As many factors come into play when setting the optimal value, you have to test it under real conditions in your environment.
If you want to run test cases that are sensitive to network latency, it’s important to also test them under the effect of different latencies.
For example you want to know what it means if you move an application currently running on the same server as the database to a different server. Or you are doing some small tests locally on your computer and want to know how they would behave in a real environment where client and server are on different machines, maybe even with long geographical distances between them.
I usually use the method described here when I want to run some tests on my laptop where I have an Oracle Database running in a Virtualbox VM.
Linux provides a kernel module called NetEm (Network Emulator). With NetEm you can add a delay to all packages leaving (outgoing) a certain network interface. You can do a lot more things with NetEm like duplicating, corrupting or reordering packages and more. Check the man page or the links at the end of this post to find out more about it.
NetEm is an enhancement of the Linux traffic control facilities and can therefore be controlled with tc.
Using the tc command line tool to add a delay
Add a delay of 10ms to eth1
tc qdisc add dev eth1 root netem delay 10ms
Change an already configured delay
tc qdisc change dev eth1 root netem delay 5ms
Show configuration of eth1
tc qdisc show dev eth1
Remove a configured delay
tc qdisc del dev eth1 root netem delay 4ms
I’m just going to ping my virtual machine and add a delay after a couple of pings.
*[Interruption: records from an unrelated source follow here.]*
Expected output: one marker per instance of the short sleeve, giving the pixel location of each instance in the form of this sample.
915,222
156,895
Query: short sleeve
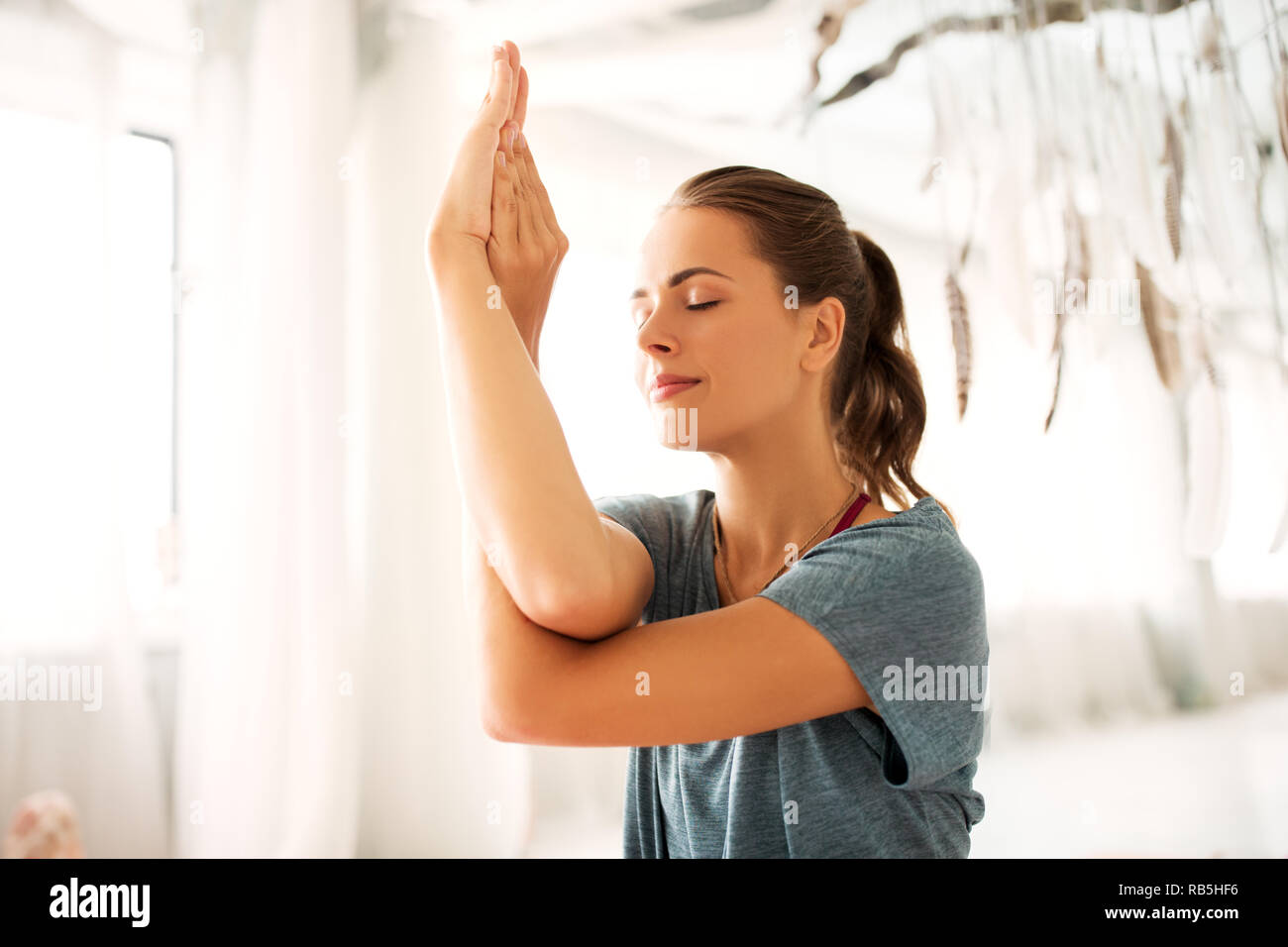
648,518
905,607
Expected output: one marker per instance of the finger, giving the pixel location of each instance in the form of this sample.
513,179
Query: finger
533,184
520,101
532,224
496,105
505,211
513,55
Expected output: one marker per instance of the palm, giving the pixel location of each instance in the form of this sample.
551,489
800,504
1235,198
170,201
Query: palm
465,205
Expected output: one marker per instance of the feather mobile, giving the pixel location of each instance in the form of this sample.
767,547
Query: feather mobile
1160,329
1076,266
1280,534
1209,459
960,321
1173,158
1282,102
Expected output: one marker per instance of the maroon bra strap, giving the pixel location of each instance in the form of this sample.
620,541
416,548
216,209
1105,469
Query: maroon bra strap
850,514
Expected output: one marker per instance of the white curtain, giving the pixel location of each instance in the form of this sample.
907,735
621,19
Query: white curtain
64,605
266,746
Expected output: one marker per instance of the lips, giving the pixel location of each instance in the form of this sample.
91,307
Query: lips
666,385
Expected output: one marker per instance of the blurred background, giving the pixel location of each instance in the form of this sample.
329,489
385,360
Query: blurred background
230,594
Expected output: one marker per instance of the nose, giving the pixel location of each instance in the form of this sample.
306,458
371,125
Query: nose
657,333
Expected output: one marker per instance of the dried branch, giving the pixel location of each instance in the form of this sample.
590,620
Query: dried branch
1052,11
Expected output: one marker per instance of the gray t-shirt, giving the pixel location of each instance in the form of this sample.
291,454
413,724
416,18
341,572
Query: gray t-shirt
892,595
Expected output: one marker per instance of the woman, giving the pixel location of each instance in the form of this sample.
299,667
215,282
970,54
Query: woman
818,702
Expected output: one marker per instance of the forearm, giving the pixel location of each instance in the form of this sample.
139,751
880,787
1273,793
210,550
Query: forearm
518,656
519,484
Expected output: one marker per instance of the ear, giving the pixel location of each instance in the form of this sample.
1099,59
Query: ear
827,324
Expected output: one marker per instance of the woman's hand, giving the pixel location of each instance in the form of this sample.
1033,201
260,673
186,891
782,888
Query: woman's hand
464,210
526,247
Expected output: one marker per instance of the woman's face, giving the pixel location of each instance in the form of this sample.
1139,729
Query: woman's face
743,346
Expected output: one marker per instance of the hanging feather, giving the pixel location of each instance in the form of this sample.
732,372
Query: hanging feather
1173,158
1172,211
1210,44
1160,329
1282,532
1076,266
1282,102
1209,459
961,338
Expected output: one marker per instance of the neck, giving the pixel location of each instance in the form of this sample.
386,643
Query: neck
778,488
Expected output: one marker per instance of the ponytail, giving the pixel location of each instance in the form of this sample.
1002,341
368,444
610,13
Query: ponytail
876,402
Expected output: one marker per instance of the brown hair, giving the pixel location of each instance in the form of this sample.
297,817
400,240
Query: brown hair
877,406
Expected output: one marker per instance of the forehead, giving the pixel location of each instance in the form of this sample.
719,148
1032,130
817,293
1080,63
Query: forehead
684,237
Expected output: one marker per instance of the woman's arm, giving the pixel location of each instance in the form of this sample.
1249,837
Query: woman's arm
514,651
515,472
518,482
746,668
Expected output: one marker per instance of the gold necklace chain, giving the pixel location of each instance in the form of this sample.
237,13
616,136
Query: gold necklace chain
724,567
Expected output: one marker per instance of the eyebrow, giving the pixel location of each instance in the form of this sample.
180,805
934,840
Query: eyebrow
677,278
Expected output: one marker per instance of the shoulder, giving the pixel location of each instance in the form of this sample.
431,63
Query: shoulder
662,517
913,561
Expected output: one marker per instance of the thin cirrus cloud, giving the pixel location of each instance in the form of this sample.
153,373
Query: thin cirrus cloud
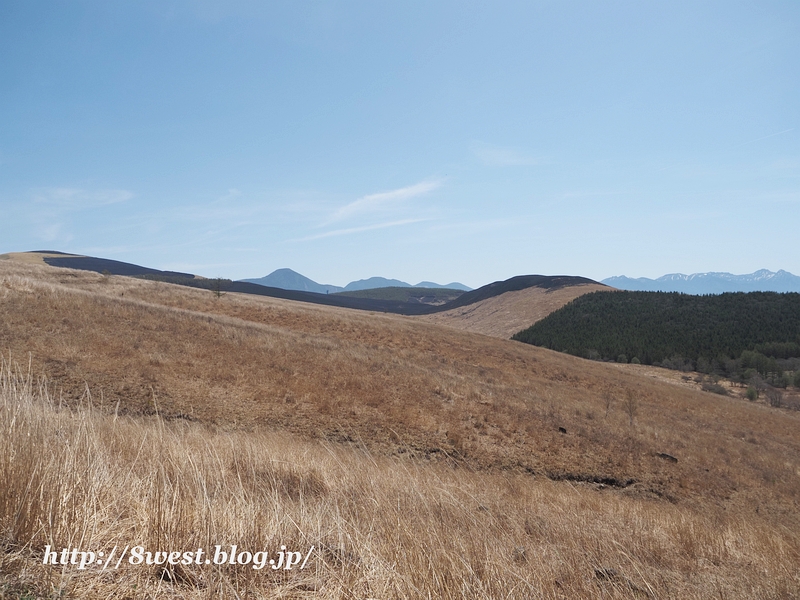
350,230
497,156
382,201
77,199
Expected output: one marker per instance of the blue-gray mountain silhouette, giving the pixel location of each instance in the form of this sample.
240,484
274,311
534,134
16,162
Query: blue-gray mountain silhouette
710,283
287,279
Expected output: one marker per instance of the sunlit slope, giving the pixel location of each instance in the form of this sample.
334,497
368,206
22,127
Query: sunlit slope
394,385
504,315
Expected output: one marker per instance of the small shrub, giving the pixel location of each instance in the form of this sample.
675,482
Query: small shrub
714,388
775,397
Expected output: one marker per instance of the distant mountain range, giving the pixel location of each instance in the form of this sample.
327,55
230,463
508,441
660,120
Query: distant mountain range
287,279
710,283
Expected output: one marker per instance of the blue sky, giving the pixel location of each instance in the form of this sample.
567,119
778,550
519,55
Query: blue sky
441,141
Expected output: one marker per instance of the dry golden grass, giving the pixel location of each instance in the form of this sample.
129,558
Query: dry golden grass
422,461
503,316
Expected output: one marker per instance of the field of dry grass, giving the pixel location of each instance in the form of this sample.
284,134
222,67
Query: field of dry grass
418,460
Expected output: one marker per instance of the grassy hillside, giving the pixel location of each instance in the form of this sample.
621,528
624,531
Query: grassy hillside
505,314
418,460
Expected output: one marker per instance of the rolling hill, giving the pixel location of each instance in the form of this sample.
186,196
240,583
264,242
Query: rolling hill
288,279
710,283
361,299
401,452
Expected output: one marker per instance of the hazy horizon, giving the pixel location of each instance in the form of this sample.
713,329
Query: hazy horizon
436,142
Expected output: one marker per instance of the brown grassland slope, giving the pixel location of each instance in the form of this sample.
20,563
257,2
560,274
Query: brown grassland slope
418,460
504,315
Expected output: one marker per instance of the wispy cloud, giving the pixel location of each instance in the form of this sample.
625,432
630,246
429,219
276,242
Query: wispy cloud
76,199
351,230
764,137
497,156
372,203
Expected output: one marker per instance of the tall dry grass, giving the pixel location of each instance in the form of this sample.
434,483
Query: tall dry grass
382,527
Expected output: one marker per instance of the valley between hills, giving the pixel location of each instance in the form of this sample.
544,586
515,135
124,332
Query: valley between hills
422,456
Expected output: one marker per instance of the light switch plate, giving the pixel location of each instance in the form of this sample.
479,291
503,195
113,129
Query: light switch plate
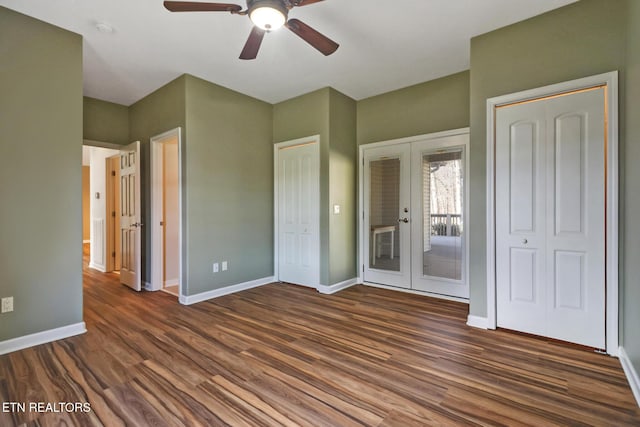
7,304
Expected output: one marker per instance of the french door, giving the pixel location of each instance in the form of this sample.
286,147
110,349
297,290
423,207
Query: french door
414,215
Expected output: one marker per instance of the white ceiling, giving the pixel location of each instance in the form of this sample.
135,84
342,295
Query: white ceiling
383,45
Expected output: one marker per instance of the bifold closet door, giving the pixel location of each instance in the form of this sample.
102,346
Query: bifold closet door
550,217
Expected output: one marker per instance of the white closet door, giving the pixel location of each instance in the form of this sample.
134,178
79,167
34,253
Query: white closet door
550,221
520,218
298,214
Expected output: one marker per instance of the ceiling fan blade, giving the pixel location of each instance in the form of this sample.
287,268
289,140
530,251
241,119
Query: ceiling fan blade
253,43
311,36
193,6
305,2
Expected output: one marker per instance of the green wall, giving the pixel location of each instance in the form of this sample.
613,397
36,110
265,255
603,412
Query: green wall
630,158
343,162
105,121
578,40
40,175
229,196
433,106
156,113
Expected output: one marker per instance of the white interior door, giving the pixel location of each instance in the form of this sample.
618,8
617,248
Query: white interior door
298,169
130,225
438,229
387,216
550,217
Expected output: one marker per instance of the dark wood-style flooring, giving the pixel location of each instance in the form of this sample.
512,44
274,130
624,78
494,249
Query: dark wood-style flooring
287,355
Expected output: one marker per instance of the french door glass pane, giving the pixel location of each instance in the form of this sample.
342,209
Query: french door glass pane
442,181
384,239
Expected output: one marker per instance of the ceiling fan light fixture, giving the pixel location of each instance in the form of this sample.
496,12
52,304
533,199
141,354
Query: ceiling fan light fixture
268,15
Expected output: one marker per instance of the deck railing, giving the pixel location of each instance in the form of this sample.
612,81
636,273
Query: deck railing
446,224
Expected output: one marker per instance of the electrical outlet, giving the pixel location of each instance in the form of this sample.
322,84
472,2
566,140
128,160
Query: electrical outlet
7,304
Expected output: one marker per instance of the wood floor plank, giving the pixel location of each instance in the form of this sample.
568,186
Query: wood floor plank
287,355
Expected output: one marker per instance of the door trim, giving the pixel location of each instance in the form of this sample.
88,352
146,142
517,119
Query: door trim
157,262
610,82
314,139
361,204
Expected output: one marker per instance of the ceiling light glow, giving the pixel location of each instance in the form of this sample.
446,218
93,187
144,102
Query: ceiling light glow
268,17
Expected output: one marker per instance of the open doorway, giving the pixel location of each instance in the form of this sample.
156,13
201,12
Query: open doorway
166,215
101,206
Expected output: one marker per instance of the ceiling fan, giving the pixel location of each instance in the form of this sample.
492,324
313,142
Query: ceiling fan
266,15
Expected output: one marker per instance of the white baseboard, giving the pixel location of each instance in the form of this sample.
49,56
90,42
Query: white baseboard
477,322
98,267
171,282
631,373
215,293
43,337
336,287
416,292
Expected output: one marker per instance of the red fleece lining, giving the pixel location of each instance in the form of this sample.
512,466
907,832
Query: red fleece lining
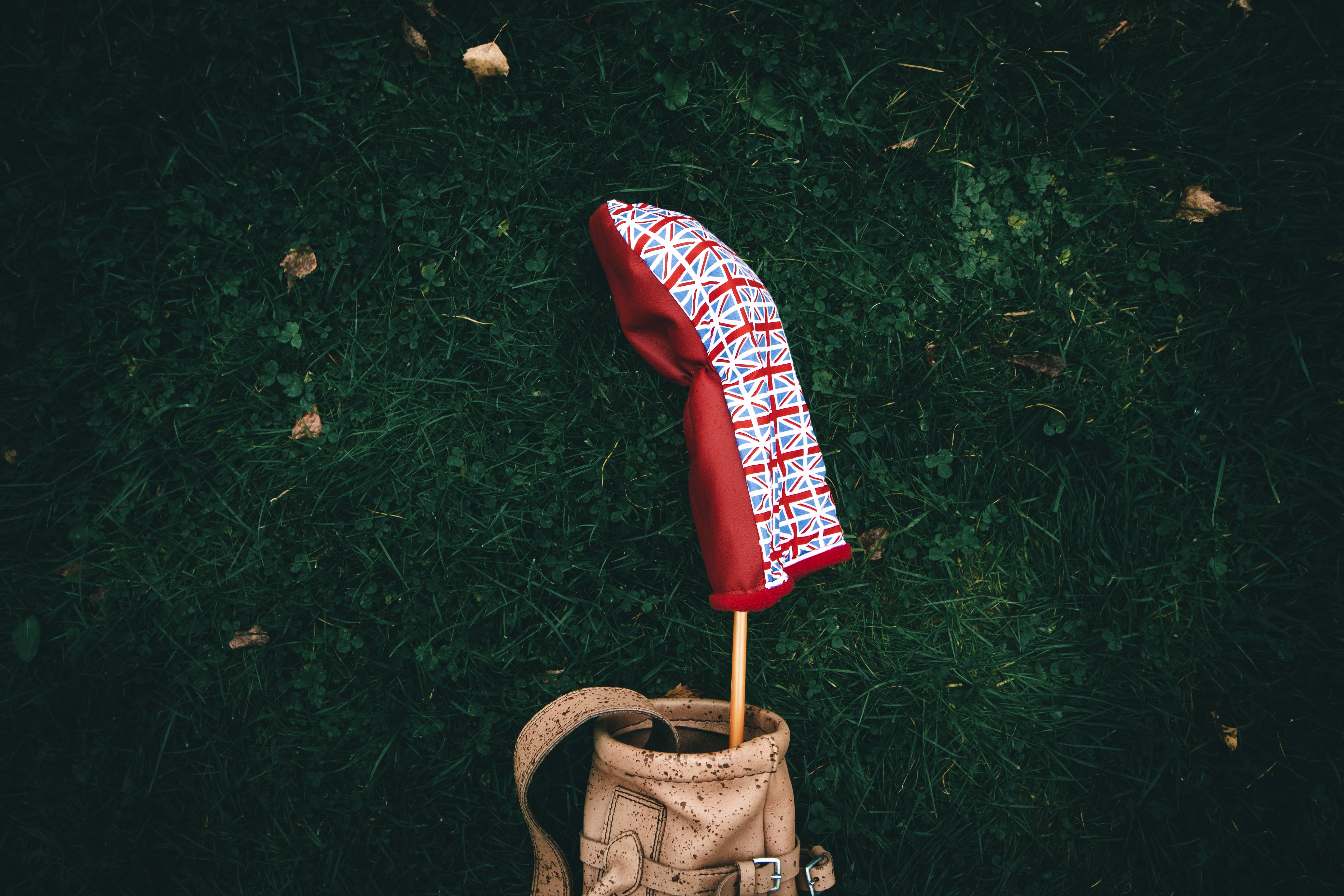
815,562
752,601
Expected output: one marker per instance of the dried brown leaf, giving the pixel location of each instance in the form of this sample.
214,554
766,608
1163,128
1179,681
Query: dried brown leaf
308,426
1113,33
873,542
1197,205
416,41
254,637
486,61
298,264
1041,362
76,569
1228,733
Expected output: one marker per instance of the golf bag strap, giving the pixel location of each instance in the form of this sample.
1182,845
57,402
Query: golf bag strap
679,882
558,719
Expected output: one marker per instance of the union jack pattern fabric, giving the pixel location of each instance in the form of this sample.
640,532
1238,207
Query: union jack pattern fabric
740,326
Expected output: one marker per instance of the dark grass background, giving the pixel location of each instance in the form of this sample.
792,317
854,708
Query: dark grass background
1015,699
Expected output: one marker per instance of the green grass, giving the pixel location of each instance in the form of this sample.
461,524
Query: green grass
1015,699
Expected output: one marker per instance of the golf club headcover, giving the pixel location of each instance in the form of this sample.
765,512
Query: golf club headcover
701,316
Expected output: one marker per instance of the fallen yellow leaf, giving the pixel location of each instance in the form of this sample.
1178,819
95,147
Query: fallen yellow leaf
1113,33
486,61
254,637
1226,731
308,426
416,41
1197,205
299,264
1041,362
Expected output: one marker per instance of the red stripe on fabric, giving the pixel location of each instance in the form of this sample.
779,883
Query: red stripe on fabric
814,562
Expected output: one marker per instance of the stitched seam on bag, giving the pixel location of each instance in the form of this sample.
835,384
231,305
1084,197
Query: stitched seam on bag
706,781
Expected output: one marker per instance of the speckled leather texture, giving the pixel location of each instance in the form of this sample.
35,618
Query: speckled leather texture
671,809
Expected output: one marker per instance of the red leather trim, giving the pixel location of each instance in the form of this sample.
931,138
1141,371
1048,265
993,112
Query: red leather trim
651,319
720,502
751,601
822,561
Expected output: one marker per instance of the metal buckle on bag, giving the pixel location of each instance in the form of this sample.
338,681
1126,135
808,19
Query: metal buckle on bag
777,876
807,872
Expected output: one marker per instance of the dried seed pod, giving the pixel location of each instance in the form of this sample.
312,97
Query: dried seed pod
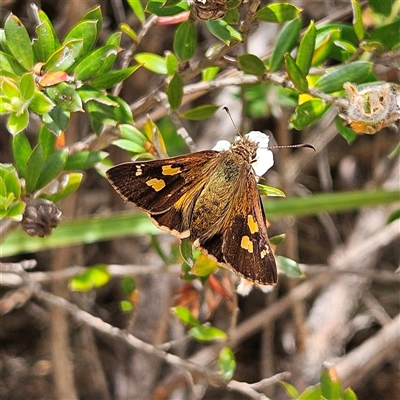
372,106
40,217
209,9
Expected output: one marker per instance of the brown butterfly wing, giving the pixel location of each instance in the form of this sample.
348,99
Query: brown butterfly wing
157,187
246,247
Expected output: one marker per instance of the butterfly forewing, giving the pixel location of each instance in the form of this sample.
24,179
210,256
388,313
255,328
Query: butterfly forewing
157,186
210,197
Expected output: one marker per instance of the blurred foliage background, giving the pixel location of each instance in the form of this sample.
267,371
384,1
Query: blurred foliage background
96,302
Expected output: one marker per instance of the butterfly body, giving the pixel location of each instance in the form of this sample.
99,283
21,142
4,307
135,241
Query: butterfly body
212,198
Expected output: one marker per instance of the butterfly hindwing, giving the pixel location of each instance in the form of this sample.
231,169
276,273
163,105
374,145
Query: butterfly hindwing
246,246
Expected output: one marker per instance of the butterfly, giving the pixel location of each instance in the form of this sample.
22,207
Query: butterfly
210,197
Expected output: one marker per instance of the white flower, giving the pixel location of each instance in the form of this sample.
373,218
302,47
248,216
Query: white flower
264,159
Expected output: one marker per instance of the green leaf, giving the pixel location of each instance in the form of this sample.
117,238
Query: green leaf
40,103
290,389
330,384
265,190
27,86
93,277
10,88
130,146
175,91
137,8
357,20
80,231
348,394
289,267
86,30
311,393
21,152
9,64
128,31
306,49
90,65
251,64
18,121
278,12
382,7
323,44
185,40
65,97
185,316
84,160
287,39
355,72
95,15
52,166
171,62
295,74
133,134
33,168
203,267
219,28
226,363
18,41
152,62
64,56
157,7
209,73
44,45
345,131
111,78
56,120
346,46
200,113
41,16
48,140
207,334
87,93
69,184
113,40
308,112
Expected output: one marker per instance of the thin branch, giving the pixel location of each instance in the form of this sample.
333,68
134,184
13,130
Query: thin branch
381,347
113,332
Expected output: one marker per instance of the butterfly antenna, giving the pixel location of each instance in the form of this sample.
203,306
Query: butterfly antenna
292,146
226,109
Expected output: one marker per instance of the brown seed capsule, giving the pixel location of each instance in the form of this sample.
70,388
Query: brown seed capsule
40,217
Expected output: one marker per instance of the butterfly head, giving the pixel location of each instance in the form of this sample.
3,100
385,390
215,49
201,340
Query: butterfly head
253,147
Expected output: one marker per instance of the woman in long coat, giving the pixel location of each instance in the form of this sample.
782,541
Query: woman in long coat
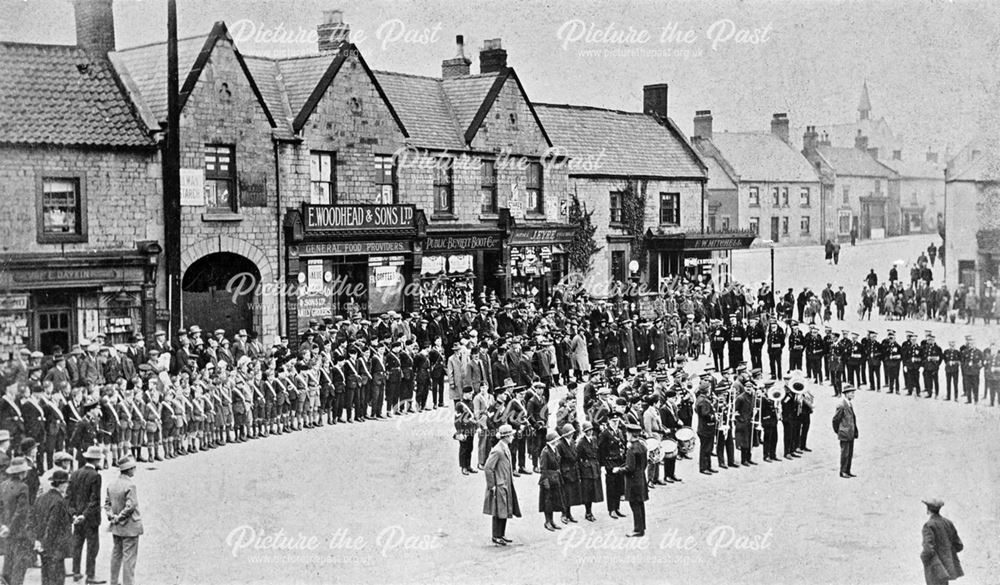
501,499
590,470
549,482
Ping my virtual machine from my local machine
Add delay of 10ms on eth1 on my virtual machine. This means the packages leaving eth1 (in this examples the answers to the ping) will be delayed by 10ms.
tc qdisc add dev eth1 root netem delay 10ms
Output of ping
PING oracle-database-183 (192.168.56.202): 56 data bytes
64 bytes from 192.168.56.202: icmp_seq=0 ttl=64 time=0.255 ms
64 bytes from 192.168.56.202: icmp_seq=1 ttl=64 time=0.376 ms
64 bytes from 192.168.56.202: icmp_seq=2 ttl=64 time=0.329 ms
64 bytes from 192.168.56.202: icmp_seq=3 ttl=64 time=0.336 ms
64 bytes from 192.168.56.202: icmp_seq=4 ttl=64 time=0.310 ms
64 bytes from 192.168.56.202: icmp_seq=5 ttl=64 time=10.870 ms
64 bytes from 192.168.56.202: icmp_seq=6 ttl=64 time=10.992 ms
64 bytes from 192.168.56.202: icmp_seq=7 ttl=64 time=10.910 ms
64 bytes from 192.168.56.202: icmp_seq=8 ttl=64 time=10.900 ms
64 bytes from 192.168.56.202: icmp_seq=9 ttl=64 time=10.790 ms
The output of ping clearly shows the effect of adding the delay with tc.